“I want what everyone wants,” I said to the pastor trying to counsel me.
He looked askance at my trans presentation and asked just what I thought it was that everyone wanted.
“I want to be seen, understood and valued for my unique contributions to the group.”
After thinking about it for a while, he admitted that might actually be something that everyone wants.
When I watch the Bon Appétit Channel — https://www.youtube.com/user/BonAppetitDotCom/videos — and read the comments, I see what people like: watching a team of smart, focused, diverse people at work. They are food nerds who have formed a family where everyone is seen, understood and valued for their unique contributions.
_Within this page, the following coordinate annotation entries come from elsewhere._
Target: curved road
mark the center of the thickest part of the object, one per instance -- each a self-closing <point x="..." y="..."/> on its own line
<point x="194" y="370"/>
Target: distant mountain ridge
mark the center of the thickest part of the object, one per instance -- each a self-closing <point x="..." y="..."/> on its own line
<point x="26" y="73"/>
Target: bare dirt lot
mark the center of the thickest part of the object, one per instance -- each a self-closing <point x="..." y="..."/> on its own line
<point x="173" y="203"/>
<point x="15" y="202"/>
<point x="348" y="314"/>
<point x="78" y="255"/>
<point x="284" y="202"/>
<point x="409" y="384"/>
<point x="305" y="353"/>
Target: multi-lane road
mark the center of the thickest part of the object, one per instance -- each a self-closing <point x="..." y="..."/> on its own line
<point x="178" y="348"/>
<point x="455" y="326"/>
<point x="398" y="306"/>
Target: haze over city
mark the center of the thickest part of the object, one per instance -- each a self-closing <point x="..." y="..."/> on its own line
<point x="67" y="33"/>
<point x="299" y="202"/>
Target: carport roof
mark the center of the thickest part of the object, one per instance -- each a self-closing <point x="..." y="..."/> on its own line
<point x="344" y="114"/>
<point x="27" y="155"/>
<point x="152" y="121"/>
Very few of us plan to make gourmet Peeps from scratch, but all of us like seeing bright people band together to fight challenges in passionate and caring way. That intensity is compelling because it is something we want in our life, a reflection of our dream to be part of a great, focused team.
When I remember the best part of my life, it was the days when I was part of a startup software company, a big team working for creation. Like all startups, I was connected to different groups in different ways, but my primary affiliation was to product management, the node of Marcia, Janet and myself who together knitted the tasks and initiatives together.
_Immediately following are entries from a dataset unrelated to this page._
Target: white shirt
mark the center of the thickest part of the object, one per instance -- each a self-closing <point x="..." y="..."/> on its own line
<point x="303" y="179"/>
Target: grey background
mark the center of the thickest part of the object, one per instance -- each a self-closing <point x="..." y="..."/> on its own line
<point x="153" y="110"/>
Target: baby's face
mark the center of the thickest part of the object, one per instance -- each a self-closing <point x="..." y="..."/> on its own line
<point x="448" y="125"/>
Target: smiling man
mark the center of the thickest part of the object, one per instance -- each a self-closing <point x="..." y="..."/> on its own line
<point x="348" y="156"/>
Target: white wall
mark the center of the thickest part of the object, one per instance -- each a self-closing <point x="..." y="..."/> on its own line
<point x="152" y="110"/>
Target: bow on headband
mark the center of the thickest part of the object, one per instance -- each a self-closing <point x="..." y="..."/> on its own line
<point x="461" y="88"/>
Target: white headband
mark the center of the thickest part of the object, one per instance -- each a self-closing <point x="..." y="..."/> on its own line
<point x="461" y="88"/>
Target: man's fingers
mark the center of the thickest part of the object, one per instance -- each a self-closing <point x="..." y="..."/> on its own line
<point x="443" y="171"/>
After that, I worked hard to create other teams, based on the same kind of close interactions, the fighting fail and fighting fun that fuelled integration towards achieving shared goals, knowing that people who won’t fight with you won’t fight for you. I knew what I needed. After all, I used to cry at Tom Peters books even before joining software, and my team building days date back to high school..
Finding people who know how to share focus, let alone people who have the skills to let go of their own myopia to do what is needed, well, that I have found is very rare indeed. And the older we get, it seems, the less we want to engage new tricks of coming together.
This is true in the big population, of course, but it is even more true in the area of trans. It is very hard to herd cats, as they have said. That’s one reason I instantly clicked with TBB, because Sabrina was always out to build a team at SCC, empowering every individual to contribute, knowing that personal responsibility is the basis of shared success. It’s not what they are going to do, or even what we are going to do, it is the combination of personal actions that moves us forward.
Maybe Sabrina learned this because of her work in the space program, or maybe she joined the space program because she wanted to join a smart team, but either way, it was a deep connection between us. We trusted each other on stage the first night we met because we both recognized good, flexible, integrated team members. We had each other’s back.
It is truly a joy to know and be known by others with whom we work for shared goals. By trusting other people, we form the beautiful and delicate tension of conflict for good, always being surprised by other viewpoints, always being rewarded with constructive change.
I long for the shorthand and the safety of being part of a smart team, but the BA comments tell me that I am far from the only one with these longings.
What do I think women want? The Sex And The City gals have the answer. We want good partners: smart, attentive, trustworthy, playful partners who see, understand and value us for our unique contributions. Compromise is required, as well as engagement, the ability & willingness to do things you don’t want to do, as long as you know they are the right thing to do, trusting even when you don’t quite understand why they are important. We’ll do that for you and for our kids; why won’t you do it for us?
Being part of a great team means that you will always be challenged. Mastering new skills, expanding your vision and fielding feedback will push your comfort zone, but one of the best parts of being part of a team is that you will always have people around to support and encourage you. Change is the only constant in life, but as part of a team it’s easier to feel confident, aware and motivated about moving into a better, more empowered future.
Raising the bar is what great teams do, for the results, for the process, for the individuals within. Living with high expectations is an uncomfortable gift, making demands while returning rewards. When others have low expectations of you, seeing you as abject, it’s easy to live down to them, easy to lose pride and presence.
Bold, vibrant and life affirming, great teams come together with shared purpose and passion to give us the power to be more than a singleton, a community who symbiotically becomes more than the sum of our parts to create greatness beyond expectations, possibilities beyond separation.
5) The most painful thing about trans is not being able to give your gifts and have them accepted.
When I wrote that in 2002, I was simply expressing my team dreams, my need to be seen, understood and valued for my unique contributions to the group.
Isn’t that, just, though, a sign of my deep humanity?